Many factors upregulated in the CSF in encephalopathy and IND cases were associated with Th1 responses, which is typically induced by viral infections. However, the enrichment of factors associated with Th2 responses was also seen. In isolated headache and encephalopathy, IL-25, an anti-inflammatory cytokine of the IL-17 family, was elevated. In the CNS, IL-25 helps to prevent inflammatory cell infiltration and modulates BBB repair, and regulates Th2 cytokine production, as shown in murine models44,45. This corroborates the self-limited neuroinflammation observed in patients in our study, who experienced spontaneous recovery or symptom resolution after corticotherapy or intravenous immunoglobulin6, as also reported elsewhere2,3,32. Additionally, the CSF of patients with encephalopathy and IND had increased β-NGF, a growth factor promoting neuronal survival and plasticity46, and encephalopathy patients also had elevated EGF, a factor supporting differentiation, maturation, and survival of multiple cell types, including neurons47, further indicating ongoing neural recovery responses.

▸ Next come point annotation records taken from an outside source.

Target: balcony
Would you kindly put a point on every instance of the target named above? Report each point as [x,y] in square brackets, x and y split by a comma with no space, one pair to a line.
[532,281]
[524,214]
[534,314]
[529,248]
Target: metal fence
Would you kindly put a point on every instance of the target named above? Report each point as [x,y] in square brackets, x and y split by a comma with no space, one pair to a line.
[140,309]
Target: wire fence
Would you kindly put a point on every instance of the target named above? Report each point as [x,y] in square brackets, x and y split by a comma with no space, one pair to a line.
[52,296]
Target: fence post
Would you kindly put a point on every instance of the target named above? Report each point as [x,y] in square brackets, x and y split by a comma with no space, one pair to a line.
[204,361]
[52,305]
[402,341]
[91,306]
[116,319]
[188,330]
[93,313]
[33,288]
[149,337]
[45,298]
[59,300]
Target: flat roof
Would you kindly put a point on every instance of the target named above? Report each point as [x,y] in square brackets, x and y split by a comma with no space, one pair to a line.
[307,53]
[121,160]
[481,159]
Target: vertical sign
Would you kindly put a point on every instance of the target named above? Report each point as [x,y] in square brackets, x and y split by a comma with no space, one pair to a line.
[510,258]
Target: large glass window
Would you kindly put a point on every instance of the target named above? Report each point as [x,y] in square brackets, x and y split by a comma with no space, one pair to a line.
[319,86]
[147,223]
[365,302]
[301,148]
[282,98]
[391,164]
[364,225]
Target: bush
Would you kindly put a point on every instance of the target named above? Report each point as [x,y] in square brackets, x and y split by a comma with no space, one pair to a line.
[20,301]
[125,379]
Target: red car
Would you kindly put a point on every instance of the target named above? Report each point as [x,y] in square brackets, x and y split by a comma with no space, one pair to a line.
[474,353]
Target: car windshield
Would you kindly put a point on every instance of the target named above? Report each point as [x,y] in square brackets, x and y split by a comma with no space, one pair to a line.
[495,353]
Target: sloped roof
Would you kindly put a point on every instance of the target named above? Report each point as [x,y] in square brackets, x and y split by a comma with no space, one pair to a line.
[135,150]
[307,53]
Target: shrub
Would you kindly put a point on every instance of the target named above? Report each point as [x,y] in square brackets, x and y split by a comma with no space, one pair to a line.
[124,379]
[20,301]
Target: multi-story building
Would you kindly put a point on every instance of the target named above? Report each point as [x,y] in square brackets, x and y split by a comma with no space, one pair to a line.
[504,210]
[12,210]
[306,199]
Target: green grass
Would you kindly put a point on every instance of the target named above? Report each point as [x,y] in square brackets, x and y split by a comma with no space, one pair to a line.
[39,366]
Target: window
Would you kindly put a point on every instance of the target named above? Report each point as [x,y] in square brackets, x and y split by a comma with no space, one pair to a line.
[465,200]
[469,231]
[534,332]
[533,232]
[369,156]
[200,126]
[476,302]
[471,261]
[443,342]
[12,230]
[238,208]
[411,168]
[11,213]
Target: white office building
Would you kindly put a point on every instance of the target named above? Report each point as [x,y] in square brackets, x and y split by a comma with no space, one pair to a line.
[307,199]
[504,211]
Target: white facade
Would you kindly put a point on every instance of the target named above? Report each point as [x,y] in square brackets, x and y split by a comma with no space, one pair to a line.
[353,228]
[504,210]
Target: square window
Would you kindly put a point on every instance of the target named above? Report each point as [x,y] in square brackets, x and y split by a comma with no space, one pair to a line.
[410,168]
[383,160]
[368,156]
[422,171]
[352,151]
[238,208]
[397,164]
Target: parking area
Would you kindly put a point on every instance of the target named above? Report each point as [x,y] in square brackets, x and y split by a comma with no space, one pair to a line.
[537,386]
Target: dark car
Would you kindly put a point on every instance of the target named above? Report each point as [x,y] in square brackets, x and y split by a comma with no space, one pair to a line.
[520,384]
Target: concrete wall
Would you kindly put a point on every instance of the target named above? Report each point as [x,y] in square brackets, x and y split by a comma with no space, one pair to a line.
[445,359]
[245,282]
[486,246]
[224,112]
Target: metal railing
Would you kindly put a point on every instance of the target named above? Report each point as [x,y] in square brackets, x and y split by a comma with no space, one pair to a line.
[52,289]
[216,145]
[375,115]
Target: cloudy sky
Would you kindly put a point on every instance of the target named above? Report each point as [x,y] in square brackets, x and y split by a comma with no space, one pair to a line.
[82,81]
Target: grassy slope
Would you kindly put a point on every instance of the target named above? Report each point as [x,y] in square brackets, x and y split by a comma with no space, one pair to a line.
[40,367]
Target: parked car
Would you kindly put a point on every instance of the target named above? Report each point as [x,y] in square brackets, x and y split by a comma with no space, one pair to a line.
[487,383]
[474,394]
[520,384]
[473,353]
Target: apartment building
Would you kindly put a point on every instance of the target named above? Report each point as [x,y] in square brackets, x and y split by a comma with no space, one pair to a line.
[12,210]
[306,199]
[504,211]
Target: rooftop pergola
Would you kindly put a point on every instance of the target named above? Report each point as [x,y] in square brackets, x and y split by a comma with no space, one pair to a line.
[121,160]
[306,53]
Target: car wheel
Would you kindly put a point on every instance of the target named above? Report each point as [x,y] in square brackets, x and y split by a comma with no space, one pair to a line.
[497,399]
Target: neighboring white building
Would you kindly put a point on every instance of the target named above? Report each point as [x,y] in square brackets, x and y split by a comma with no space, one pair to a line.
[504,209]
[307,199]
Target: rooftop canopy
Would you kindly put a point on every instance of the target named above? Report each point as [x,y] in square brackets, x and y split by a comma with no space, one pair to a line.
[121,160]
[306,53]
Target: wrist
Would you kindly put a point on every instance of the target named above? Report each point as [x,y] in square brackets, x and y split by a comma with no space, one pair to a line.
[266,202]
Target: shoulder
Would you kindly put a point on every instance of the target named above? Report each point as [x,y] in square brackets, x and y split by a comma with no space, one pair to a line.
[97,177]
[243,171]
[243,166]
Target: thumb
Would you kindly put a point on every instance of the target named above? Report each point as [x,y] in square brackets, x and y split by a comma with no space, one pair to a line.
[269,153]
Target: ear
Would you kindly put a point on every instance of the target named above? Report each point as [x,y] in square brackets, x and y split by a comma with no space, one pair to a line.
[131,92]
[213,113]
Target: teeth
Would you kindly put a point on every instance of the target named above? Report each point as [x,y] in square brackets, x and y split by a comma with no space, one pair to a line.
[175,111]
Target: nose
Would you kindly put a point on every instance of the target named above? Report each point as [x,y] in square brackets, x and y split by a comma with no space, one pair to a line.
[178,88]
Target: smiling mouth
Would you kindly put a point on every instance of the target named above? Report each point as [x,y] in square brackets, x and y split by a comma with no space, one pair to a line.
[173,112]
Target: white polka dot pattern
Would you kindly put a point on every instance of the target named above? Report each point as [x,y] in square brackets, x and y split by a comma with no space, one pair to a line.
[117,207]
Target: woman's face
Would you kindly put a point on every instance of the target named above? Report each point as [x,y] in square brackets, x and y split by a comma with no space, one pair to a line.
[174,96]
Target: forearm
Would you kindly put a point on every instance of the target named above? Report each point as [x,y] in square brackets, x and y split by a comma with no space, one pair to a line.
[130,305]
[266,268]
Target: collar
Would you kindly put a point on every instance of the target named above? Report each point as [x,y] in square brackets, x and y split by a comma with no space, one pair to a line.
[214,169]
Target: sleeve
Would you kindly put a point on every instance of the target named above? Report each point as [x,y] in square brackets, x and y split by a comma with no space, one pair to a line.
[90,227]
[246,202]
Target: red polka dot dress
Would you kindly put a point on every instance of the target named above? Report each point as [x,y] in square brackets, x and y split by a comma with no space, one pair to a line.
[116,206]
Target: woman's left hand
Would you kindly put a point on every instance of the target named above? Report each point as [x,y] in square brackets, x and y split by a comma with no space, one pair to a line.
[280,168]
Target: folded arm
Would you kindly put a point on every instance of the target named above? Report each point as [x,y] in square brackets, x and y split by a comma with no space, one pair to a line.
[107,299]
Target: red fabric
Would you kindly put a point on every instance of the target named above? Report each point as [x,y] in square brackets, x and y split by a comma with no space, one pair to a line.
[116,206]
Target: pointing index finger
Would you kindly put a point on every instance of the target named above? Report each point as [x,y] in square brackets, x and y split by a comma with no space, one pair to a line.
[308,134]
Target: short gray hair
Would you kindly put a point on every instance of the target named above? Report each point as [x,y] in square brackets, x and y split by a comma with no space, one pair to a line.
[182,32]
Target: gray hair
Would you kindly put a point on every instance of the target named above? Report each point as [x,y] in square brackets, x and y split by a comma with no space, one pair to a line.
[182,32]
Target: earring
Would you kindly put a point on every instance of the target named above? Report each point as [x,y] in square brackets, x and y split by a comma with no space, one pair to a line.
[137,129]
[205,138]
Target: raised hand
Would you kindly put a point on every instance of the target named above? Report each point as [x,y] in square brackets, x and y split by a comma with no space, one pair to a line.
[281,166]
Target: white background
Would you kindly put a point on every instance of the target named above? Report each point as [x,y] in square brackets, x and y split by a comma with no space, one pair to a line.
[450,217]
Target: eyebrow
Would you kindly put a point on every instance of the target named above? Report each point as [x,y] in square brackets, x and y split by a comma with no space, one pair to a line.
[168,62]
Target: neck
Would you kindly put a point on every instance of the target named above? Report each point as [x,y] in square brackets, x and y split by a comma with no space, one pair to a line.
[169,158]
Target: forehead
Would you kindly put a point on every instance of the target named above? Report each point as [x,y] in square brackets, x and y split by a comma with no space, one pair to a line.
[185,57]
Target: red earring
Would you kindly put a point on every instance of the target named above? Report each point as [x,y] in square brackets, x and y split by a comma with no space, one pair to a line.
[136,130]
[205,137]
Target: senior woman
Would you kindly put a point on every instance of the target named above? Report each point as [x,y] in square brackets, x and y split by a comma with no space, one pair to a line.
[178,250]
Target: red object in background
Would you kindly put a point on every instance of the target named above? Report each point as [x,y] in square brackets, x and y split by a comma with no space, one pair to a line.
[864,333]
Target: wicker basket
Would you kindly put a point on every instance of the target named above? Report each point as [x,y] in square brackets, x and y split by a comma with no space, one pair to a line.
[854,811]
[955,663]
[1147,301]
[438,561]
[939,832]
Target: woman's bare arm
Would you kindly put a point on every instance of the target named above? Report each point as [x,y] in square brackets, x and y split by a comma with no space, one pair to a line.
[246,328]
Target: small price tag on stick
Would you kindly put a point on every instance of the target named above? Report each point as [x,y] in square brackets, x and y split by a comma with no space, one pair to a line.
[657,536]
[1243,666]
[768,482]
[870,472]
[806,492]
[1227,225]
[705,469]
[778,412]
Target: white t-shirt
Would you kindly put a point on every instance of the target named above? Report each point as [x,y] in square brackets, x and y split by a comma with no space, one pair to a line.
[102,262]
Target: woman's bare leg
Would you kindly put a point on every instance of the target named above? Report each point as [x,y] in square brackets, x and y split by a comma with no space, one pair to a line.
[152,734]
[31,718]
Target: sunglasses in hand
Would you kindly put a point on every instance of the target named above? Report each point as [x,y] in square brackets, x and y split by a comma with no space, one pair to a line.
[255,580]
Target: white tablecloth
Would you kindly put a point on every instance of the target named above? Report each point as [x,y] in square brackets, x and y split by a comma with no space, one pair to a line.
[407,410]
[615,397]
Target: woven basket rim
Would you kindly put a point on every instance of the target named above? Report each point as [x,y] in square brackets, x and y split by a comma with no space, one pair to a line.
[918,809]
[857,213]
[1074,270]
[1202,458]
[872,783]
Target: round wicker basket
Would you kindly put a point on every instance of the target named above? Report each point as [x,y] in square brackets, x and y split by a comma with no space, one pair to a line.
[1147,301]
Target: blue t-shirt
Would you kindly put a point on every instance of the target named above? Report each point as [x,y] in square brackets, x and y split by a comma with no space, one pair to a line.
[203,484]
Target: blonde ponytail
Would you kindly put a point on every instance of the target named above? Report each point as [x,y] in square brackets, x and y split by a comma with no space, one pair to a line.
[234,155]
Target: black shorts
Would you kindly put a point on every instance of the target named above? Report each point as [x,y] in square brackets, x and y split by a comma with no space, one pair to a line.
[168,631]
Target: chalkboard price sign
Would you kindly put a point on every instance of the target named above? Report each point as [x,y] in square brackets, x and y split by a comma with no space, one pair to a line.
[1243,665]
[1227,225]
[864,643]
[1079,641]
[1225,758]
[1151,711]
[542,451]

However, our findings may differ in the context of current SARS-CoV-2 variants or vaccinated populations, since study participants were enrolled in 2020, before the emergence of Omicron and COVID-19 vaccination. Omicron variant has been shown to be more transmissible and infectious than previous SARS-CoV-2 variants but causing milder unspecific and respiratory symptoms48. In contrast, Omicron can also trigger new‐onset neurological conditions or worsen pre‐existing neurological diseases, and para-infectious cases of neuroimmune complications, including Guillain-Barré syndrome, spinal meningitis/myelitis, neuromyelitis optica, ADEM, autoimmune encephalitis, and encephalopathy have been described yet49,50,51. Unfortunately, changes in the prevalence of acute neurological complications associated with Omicron and pre-Omicron variants are still unknown. However, the prevalence of post-infectious conditions such as long COVID showed a reduction after infection with Omicron lineages13. In addition, full vaccination has been also related to a reduced risk for cerebrovascular diseases52. Indeed, the humoral response (IgG and IgA) induced by a second booster dose of COVID-19 vaccines showed a protective effect on neurological symptoms, such as brain fog, sleep quality, impaired coordination, and physical pain53, and at least one vaccine dose had a protective effect against long COVID54. Protection against neurological manifestations conferred by immunization has been associated with short-term and long-term suppression of cytokine storm responses upon SARS-CoV-2 infection, with lower levels of inflammatory factors such as IL-2RA, IL-7, IL-8, IL-15, IL-29/IFN-λ, IP-10/CXCL10, CCL2/MCP-1, and TNF-α compared to unvaccinated counterparts55. This highlights the importance of ongoing immunization programs in reducing the frequency and severity of neurological manifestations in COVID-19.
This study had limitations, including a small sample size, the lack of consecutive CSF and serum samples, and limited follow-up after discharge. Our study was also not sufficiently powered to formally adjust for confounding variables such as hypertension, diabetes, and cardiovascular disorders. These pre-existing conditions contribute to systemic inflammation, endothelial dysfunction, and the compromise of BBB, predisposing individuals to severe neurological manifestations in COVID-19 by exacerbating the cytokine storm and immune-mediated damage within the CNS2,56. The exploratory design also limited the evaluation of biomarkers with potential prognostic value. However, strengths include a well-characterized cohort, comprehensive investigation of multiple factors related to inflammation, neuronal damage, and CNS homeostasis in paired CSF and serum samples, evaluation of a diverse range of neurological outcomes, and inclusion of non-hospitalized patients with mild COVID-19 as well as uninfected controls. Consequently, our data allowed us to identify mechanisms likely associated with distinct neurological manifestations in acute COVID-19.